Mir ist nämlich eines wichtig: Ich will keine Normalo-Artikel schreiben. Ziele-Artikel gibt es Tausende. Und jeder erzählt mehr oder weniger das Gleiche: Aufteilung in beruflich oder privat, SMART-Kriterien einhalten, in ganzen Sätzen niederschreiben, in der Ich-Form und positiv formulieren und, und, und. Vermutlich hast du das schon gelesen. Oder in einem Seminar gehört. Manchmal funktioniert das auch. Aber oft hattest du das Gefühl, dass der Typ, der das schreibt, oder klug drüber redet, das sicher auch nicht so macht.
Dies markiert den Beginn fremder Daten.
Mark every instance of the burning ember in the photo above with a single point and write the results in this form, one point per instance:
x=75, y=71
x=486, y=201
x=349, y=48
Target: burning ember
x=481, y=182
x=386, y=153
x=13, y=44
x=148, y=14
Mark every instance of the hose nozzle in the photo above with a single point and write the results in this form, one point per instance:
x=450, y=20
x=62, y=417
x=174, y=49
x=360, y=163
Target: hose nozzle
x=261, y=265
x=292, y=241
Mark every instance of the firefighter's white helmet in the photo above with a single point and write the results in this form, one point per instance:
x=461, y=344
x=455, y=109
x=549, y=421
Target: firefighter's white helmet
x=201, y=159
Und irgendwie nerven mich diese vielen Ratschläge von unzähligen Coaches, Trainern, Büchern, Seminaren, etc., was Ziele betrifft, ungemein.

Seit ich mich mit Persönlichkeitsentwicklung beschäftige, sind Ziele mein Thema. Ich habe echt viel darüber gelesen. Von einfachen Strategien über komplexe Methoden bis zum einfachen vom-Universum-wünschen-und-abwarten ist die gesamte Bandbreite in meiner Birne. Und es mag jetzt Menschen geben, bei denen das eine oder andere funktioniert. Ganz ehrlich: Meiner Überzeugung nach funktioniert der Großteil der Ziele-Strategien beim Großteil der Menschen nicht. Ich mache es jetzt mal anders.
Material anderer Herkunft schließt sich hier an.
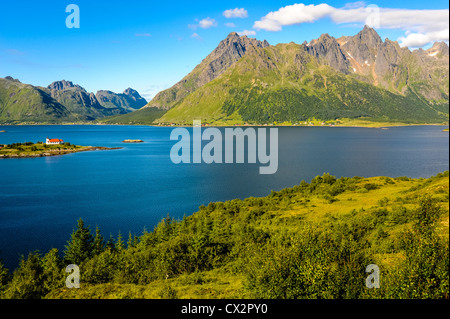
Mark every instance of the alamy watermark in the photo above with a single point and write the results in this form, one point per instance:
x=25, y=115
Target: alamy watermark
x=373, y=280
x=261, y=148
x=73, y=19
x=73, y=279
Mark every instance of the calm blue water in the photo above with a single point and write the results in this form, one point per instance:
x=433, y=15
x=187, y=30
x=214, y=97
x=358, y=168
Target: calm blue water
x=134, y=187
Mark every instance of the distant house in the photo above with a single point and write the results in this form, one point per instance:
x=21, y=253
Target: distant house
x=53, y=141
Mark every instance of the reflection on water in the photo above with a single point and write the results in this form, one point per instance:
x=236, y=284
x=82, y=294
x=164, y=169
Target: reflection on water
x=127, y=189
Exkurs: Die Kunst des Drehbuchschreibens

Vermutlich fällt es dir nicht auf, wenn du im Kino sitzt: Du siehst immer den gleichen Film. Hollywood Filme, aber auch Unterhaltungsromane (Krimi, Fantasy, Romantik, etc.) erzählen alle die gleiche Story, nämlich basierend auf der Dramaturgie der sogenannten Heldenreise. Das Buch “Der Heros in tausend Gestalten”* von Joseph Campbell zeigt, dass von der griechischen Mythologie, über Sagen und Märchen, bis zu heutigen Hollywood-Blockbustern jede Geschichte den gleichen Ablauf hat.

Und Drehbuchschreiber folgen diesem Konzept sehr stringent, was du im Buch “Die Odyssee des Drehbuchschreibens” von Christopher Vogler nachlesen kannst. Nur warum fällt uns das nicht auf? Warum wird uns nicht klar, dass Star Wars, Pretty Woman und Rosamunde Pilcher das Gleiche erzählen. Es sind die Charaktere, die den Unterschied machen. Und die Art und Weise, wie wir uns mit den einzelnen Charakteren identifizieren, uns hinein versetzen, mit erleben, sie lieben oder ablehnen.

Der Entwicklung eines Film- oder Buchcharakters wird viel Zeit geschenkt. Der Autor entwickelt eine ganze Lebensgeschichte und zeichnet so bis ins kleinste Detail den jeweiligen Charakter, von Aussehen über Stärken, Macken, Ängsten, Phobien, Fetische, Vorlieben, Fähigkeiten, Abneigungen, Neurosen etc. Die Liste ließe sich lange fortsetzen.

Markus, was hat das mit “Ziele setzen” zu tun, verdammt noch mal?

Wenn ich mir Ziele setze, dann mach ich das Gleiche wie ein Hollywood-Drehbuchautor. Ich beschreibe einen Menschen, entwickle ihn, forme ihn, schenke jedem Detail Aufmerksamkeit, beschreibe, was er tut, was er hat, was er weiß, was er kann und was er ist. Und zwar in glühenden Farben, in bestimmten Situationen, im Endzustand, also so, wie der Mensch ist, wenn er ein bestimmtes Ziel erreicht hat.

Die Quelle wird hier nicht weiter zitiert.